- Born: 20 March 1915 Adaminaby, New South Wales
- Died: 16 October 1996 (aged 81) Kogarah, New South Wales
- Occupations: Anglican Deaconess, missionary and church leader

= Mary Maria Andrews =

Anglican missionary and Deaconess

Mary Andrews (20 March 1915 – 16 October 1996) was an Anglican Deaconess, missionary and church leader.

== Early life ==
Mary Maria Andrews was born 20 March 1915 at Adaminaby, New South Wales, Australia. From an early age she developed a calling to missionary work. In 1936 she received a diploma from the Missionary and Bible Training College in Croydon, New South Wales and was accepted by the Church Missionary Society for training for mission work in China.

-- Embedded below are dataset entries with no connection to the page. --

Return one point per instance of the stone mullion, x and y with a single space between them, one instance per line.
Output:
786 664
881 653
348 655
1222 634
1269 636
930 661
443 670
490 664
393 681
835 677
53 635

She completed further training at the Church of England Deaconess House in Sydney.

== Missionary service and ordination ==
Andrews commenced missionary service with the Church Missionary Society in China in 1938 in the midst of war, and was put in charge of a girls' boarding school in Zhejiang Province. In 1945 she was briefly sent to Lahore, India, before returning to Australia in 1946. The following year she returned once more, first to teach in the Shaoxing region of China, and then to run her own parish. She was ordained in 1950 as a deacon, following the practice of the local Anglican Church to ordain women as deacons rather than deaconesses.

== Australian ministry ==
In 1951 Andrews was evacuated from China to Australia. In 1952 Archbishop Howard Mowll appointed her Head Deaconess in the Anglican Diocese of Sydney and later that year she was elected by the Deaconesses as Principal of Deaconess House. As such she was the most senior woman in the Diocese for the next two decades.

== Later years and death ==
Andrews retired as Head Deaconess and Principal in 1975 but continued to exercise ministerial roles and to visit China. In 1980 she was made a Member of the Order of Australia (AM) for service to religion. She died 16 October 1996 at Kogarah, New South Wales. In 1997 Deaconess House was renamed Mary Andrews College in her honour.